In fact, as a scientist he "rather enjoyed" being a part of the high-tech world of battling cancer. "I was curious to understand the real-time Trilogy radiation system at TMC," he says. "There was no time to get scared." He went to hospitals alone, always discouraged those who wanted to accompany him. And often took classes before checking in for a chemoradiation session. He knows that cancer kills, but refuses to take it seriously in an era of therapeutic promise: "Yes, I have cancer, So what?"

Anurag Basu, 35 - Leukaemia survivor

He was diagnosed with acute leukaemia in 2004 and was told by doctors that he had little chance of surviving."My wife was eight months pregnant and I was determined to live and see my child," he says. For the next one-and-a-half years, Basu battled cancer through chemotherapy and refused to let it take over his life. He began shooting for Gangster during his final dose of chemotherapy and penned Life in a... Metro. Looking back, he says the experience changed him a lot. "You learn the value of life when you see death closely. My first priority used to be work, but now it is my family," he says.
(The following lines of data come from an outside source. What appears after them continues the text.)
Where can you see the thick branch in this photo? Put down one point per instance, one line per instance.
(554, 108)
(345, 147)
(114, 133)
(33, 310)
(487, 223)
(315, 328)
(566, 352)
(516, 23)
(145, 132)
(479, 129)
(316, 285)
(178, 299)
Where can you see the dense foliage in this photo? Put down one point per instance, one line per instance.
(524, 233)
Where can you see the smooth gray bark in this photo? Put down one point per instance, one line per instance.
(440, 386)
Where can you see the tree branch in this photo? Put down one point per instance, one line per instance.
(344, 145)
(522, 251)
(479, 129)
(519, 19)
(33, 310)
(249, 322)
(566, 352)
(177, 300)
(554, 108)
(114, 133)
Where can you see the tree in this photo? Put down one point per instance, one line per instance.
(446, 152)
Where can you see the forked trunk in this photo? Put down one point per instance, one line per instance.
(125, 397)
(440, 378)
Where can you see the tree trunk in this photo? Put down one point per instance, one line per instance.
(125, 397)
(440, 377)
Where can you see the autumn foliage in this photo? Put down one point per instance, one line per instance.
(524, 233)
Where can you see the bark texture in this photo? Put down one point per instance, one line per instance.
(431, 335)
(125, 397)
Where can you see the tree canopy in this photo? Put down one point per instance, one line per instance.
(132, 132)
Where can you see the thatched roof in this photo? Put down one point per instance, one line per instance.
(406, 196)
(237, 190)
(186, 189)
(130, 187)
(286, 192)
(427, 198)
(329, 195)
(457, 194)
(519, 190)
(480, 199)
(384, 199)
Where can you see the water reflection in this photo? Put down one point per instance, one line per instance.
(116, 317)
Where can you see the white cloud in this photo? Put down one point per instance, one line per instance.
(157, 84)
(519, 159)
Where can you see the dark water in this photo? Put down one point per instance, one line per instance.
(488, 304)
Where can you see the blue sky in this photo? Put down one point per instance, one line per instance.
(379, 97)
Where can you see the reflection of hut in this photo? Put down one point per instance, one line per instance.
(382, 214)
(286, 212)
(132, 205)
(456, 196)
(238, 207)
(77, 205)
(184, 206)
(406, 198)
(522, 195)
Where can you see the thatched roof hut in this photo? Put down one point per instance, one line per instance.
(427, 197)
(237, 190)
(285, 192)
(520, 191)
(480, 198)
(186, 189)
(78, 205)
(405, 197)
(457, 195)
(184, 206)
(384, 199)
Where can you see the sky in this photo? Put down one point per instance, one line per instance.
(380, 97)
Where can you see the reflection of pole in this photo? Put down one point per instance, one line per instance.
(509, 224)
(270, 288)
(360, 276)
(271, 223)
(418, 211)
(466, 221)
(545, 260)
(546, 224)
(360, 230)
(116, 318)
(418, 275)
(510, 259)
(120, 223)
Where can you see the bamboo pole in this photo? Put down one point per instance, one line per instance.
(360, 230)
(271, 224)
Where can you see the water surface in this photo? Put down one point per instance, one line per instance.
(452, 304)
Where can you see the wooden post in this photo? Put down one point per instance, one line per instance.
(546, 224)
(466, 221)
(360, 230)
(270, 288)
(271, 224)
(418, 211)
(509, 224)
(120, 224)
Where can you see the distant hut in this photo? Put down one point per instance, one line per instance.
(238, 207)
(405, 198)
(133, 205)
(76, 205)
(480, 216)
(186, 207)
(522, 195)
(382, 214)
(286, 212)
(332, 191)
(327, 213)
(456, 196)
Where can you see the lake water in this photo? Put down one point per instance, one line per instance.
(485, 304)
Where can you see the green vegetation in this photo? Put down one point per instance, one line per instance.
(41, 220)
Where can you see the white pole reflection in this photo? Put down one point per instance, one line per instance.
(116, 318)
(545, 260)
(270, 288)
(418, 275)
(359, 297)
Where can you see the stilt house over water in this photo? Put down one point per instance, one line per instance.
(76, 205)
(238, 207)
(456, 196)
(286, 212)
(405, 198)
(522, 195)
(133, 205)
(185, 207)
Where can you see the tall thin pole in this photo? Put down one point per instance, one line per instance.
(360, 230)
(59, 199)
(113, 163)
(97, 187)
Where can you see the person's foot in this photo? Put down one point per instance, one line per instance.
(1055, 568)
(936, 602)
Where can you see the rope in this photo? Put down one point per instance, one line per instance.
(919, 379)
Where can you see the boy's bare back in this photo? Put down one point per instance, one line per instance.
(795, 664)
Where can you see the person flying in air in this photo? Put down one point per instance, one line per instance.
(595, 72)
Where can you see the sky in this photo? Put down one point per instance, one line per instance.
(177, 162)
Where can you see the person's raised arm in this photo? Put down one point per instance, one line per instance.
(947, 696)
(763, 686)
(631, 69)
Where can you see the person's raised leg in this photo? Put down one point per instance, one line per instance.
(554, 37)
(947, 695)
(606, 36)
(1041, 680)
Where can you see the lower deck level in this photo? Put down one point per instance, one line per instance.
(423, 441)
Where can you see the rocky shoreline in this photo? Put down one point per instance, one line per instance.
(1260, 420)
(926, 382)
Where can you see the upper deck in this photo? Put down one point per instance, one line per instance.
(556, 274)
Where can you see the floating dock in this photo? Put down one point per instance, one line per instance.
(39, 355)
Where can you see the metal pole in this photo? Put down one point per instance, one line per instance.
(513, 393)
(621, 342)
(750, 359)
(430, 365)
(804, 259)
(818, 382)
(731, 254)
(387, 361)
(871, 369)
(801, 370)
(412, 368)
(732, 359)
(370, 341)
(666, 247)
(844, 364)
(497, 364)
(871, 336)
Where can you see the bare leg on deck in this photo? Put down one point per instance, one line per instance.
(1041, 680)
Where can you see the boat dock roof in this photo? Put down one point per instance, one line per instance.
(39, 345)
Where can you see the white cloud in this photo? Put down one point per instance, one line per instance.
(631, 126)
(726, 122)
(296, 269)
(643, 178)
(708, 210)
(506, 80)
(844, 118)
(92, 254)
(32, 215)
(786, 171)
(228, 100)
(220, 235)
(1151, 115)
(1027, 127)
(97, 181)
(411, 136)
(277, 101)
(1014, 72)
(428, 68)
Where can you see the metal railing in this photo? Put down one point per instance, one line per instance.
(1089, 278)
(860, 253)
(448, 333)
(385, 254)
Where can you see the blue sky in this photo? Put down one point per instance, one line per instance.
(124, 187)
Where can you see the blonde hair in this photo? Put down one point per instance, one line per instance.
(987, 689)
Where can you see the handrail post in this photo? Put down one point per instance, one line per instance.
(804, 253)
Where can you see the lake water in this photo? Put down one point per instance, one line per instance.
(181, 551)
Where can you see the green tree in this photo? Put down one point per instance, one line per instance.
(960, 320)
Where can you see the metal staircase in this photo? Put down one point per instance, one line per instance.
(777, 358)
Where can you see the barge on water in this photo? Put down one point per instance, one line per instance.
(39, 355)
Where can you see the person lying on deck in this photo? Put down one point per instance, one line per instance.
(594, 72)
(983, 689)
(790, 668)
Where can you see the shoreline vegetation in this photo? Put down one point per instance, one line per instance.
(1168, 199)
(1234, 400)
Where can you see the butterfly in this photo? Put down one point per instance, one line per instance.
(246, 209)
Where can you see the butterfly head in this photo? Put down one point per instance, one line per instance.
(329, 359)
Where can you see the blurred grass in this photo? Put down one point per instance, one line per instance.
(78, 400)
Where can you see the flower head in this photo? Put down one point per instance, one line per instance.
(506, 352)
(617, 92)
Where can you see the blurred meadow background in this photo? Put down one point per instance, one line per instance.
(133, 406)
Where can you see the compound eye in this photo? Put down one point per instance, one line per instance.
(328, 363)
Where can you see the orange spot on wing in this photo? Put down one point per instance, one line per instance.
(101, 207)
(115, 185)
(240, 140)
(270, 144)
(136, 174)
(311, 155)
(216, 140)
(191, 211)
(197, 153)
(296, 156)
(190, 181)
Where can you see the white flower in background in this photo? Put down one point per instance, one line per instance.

Namita Chauhan, 40 - Breast cancer survivor

"You are the most beautiful bald lady in the world"-that's what her husband had told her at the height of her cancer trauma. Five years later she is finally facing life with confidence. Yes, she took Herceptin-the original targeted therapy against cancer. "The new drugs might be available but are they affordable," she asks. She had to take 15 doses and each was for a lakh. She still winces at the memory. "The new drugs will make a difference only if they are within the common man's reach," she says.

Voices from the field

"Targeted therapy is the buzzword in the treatment of cancers, whether it is myeloid leukaemia, breast, colon or lung cancer." - Dr R.A. BadweDirector, Tata Memorial Hospital & Cancer Research Institute, Mumbai

"In cancer, some problems can be solved, some can't be solved yet. But hope for a cure is on the cards." - Dr G.K. Rath, Chief, DR. B.R.A.I. Rotary Cancer Hospital, AIIMS, Delhi

"A patient's quality of life, a much-ignored issue in our country, has improved dramatically as a result of the new innovations in cancer therapy." - Dr H. Chaturvedi, Chief Consultant & Director, Surgical Oncology, Max Healthcare, Delhi.